Sophocles the plays and fragments, Part 7: The Ajax. Jebb, Richard Claverhouse, Sir, translator. Cambridge: Cambridge University Press, 1891.

  1. And did he get near us? Did he reach his goal?
Athena
  1. He was already at the double doors of the two generals.
Odysseus
  1. How, then, did he restrain his hand when it was eager for murder?
Athena
  1. It was I who prevented him, by casting over his eyes oppressive notions of his fatal joy, and I who turned his fury aside on the flocks of sheep and the confused droves guarded by herdsmen, the spoil which you had not yet divided.
  2. Then he fell upon them and kept cutting out a slaughter of many horned beasts as he split their spines in a circle around him. At one time he thought that he was killing the two Atreidae, holding them in his very hand; at another time it was this commander, and at another that one which he attacked. And I, while the man ran about in diseased frenzy,
  3. I kept urging him on, kept hurling him into the snares of doom. Soon, when he rested from this toil, he bound together the living oxen along with with all the sheep and brought them home, as though his quarry were men, not well-horned cattle. And now he abuses them, bound together, in the house. But to you also will I show this madness openly, so that when you have seen it you may proclaim it to all the Argives. Be of good courage and stand your ground, and do not regard the man as a cause of disaster for you. I will turn away the beams of his eyes
  4. and keep them from landing on your face.
  5. You there, you who bind back your captive’s arms, I am calling you, come here! I am calling Ajax!
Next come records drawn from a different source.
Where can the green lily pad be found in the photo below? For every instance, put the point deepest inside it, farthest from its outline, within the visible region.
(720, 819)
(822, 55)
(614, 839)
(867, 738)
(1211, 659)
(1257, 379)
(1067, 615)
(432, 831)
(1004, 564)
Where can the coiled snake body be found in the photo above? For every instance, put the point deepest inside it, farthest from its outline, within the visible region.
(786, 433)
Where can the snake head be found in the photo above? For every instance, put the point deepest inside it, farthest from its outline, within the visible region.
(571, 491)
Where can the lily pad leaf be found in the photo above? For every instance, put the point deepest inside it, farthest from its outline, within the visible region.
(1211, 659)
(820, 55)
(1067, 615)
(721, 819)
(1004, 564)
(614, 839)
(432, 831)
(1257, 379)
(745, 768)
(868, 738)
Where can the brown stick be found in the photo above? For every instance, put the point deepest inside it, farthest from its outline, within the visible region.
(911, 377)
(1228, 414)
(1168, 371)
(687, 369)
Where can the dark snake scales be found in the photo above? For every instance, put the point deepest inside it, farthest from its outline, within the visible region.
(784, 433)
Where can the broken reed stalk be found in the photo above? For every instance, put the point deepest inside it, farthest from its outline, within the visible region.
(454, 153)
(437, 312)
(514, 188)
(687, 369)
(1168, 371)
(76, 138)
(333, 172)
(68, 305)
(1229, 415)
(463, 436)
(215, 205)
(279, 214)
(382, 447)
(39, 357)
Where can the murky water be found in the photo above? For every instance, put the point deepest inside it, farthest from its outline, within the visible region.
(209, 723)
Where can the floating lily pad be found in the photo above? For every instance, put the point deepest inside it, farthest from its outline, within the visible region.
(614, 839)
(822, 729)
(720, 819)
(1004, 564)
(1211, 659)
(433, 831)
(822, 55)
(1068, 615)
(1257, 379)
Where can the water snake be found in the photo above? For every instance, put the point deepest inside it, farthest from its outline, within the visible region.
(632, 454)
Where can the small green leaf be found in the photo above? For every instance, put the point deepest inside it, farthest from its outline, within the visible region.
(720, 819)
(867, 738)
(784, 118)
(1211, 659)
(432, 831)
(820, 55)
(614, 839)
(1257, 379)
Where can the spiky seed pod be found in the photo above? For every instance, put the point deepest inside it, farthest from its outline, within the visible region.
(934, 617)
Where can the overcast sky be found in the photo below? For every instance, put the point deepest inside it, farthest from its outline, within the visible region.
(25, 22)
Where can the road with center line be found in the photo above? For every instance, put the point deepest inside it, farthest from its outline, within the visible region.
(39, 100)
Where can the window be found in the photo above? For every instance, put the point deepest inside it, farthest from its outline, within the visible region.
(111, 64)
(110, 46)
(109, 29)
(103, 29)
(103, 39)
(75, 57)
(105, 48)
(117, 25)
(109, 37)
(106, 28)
Come out in front of the house!
Odysseus
  1. What are you doing, Athena? Do not call him out.
Athena
  1. Hold your peace! Do not earn a reputation for cowardice!
Odysseus
  1. No, by the gods, let it content you that he stay inside.
Athena
  1. What is the danger? Was he not a man before?
Odysseus
  1. Yes, a man hostile to me in the past, and especially now.
Athena
  1. And is not the sweetest mockery the mockery of enemies?
Odysseus
  1. I am content that he stay within his tent.
Athena
  1. Do you fear to see a madman right before your eyes?
Odysseus
  1. I would not shrink from him in fear, if he were sane.
Athena
  1. But he will not see you now, even though you stand nearby.
Odysseus
  1. How could that be, if he still sees with the same eyes?
Athena
  1. I shall darken them, though their sight is keen.